ただ単に飼い主と遊んだり、あるいは指示に従って仕事するだけでは、たとえそれがどんなに楽しそうに見えたとしても、"人生を" 楽しむとは言わないと思う。

何より、生まれた時からボーダーコリーに囲まれて暮らしてきたという農場主さんの言葉には、有無を言わせぬ力があり、英会話の不自由な自分にも、そこだけははっきりとわかった(気がした)。
件の文言に「これだけはわかって欲しかった」と念を押したあと、彼女はふと口をつぐんだ。おそらく最後にこう言いたかったんじゃないだろうか?
「それがボーダーコリーだから」

彼女は生活環境の変化や競技化したトライアルなど、シープドッグをとりまく状況を大変憂いていて、センターやレスキュー活動、講演や出版などあらゆる機会を捉えて、あるべき本来の姿を伝えようとしていた。
当時も多忙を極めていたが、それでも、いきなり訪ねてきた風変わりな一家を、こちらが訝しく思うほど歓待してくれた。

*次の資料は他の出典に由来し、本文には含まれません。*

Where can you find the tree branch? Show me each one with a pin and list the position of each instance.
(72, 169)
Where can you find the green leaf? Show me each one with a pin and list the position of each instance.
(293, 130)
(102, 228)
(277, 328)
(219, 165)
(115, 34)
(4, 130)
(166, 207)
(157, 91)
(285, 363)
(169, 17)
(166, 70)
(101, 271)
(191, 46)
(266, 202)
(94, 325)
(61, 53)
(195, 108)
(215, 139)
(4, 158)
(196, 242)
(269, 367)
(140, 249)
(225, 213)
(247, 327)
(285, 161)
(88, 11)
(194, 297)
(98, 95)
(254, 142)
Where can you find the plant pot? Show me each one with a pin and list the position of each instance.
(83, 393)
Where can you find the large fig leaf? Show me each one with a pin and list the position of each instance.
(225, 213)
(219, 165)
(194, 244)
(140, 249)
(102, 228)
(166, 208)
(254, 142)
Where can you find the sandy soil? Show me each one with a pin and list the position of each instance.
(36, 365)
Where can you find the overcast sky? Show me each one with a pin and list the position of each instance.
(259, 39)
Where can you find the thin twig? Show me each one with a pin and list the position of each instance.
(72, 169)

なぜかと言えば、それはもちろん彼女の人柄に因るところ大だろう。
しかし今にして振り返れば、会って最初に訪問の理由を訪ねられたとき、羊追いやトレーニングのことはおくびにも出さず、「犬たちが普段どんなふうに農場で暮らしているのか知りたかった」と答えたことが、一番の理由だったように思える(実際それは本心だったのだが)。
彼女には、それが何よりうれしかったんじゃないかと。